Non-Scanning Fiber-Optic Near-Infrared Beam Led to Two-Photon Optogenetic Stimulation In-Vivo

Stimulation of specific neurons expressing opsins in a targeted region to manipulate brain function has proved to be a powerful tool in neuroscience. However, the use of visible light for optogenetic stimulation is invasive due to low penetration depth and tissue damage owing to larger absorption and scattering. Here, we report, for the first time, in-depth non-scanning fiber-optic two-photon optogenetic stimulation (FO-TPOS) of neurons in-vivo in transgenic mouse models. In order to optimize the deep-brain stimulation strategy, we characterized two-photon activation efficacy at different near-infrared laser parameters. The significantly-enhanced in-depth stimulation efficiency of FO-TPOS as compared to conventional single-photon beam was demonstrated both by experiments and Monte Carlo simulation. The non-scanning FO-TPOS technology will lead to better understanding of the in-vivo neural circuitry because this technology permits more precise and less invasive anatomical delivery of stimulation.

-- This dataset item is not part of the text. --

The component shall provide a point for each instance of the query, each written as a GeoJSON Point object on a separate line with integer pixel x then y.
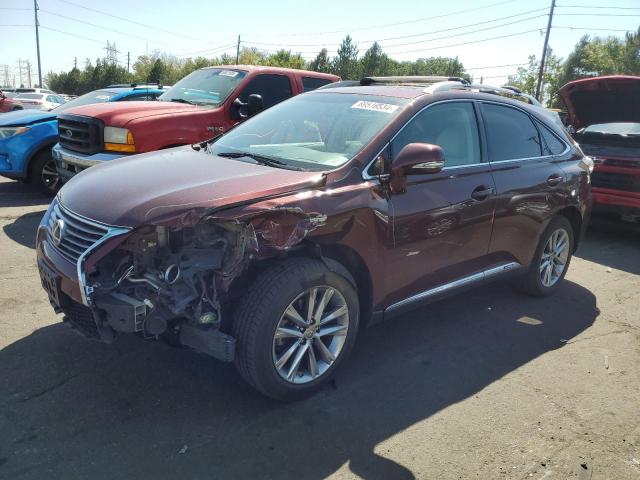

在靶向脑区中刺激表达视蛋白（opsins）的特定神经元以调控脑功能，已被证实是神经科学领域极具应用价值的研究工具。然而，可见光用于光遗传刺激（optogenetic stimulation）时，因穿透深度有限，且受较强的吸收与散射作用会引发组织损伤，因此具有侵入性。本研究首次报道了在转基因小鼠模型体内，对神经元开展无扫描光纤双光子光遗传刺激（fiber-optic two-photon optogenetic stimulation, FO-TPOS）的深层刺激技术。为优化深层脑刺激策略，我们对不同近红外激光参数下的双光子激活效能进行了系统表征。相较于传统单光子光束，FO-TPOS的深层刺激效率得到显著提升，这一结论已通过实验与蒙特卡洛模拟（Monte Carlo simulation）得到验证。该无扫描FO-TPOS技术可实现更为精准且侵入性更低的解剖靶向刺激递送，从而助力研究者更深入地解析体内神经环路。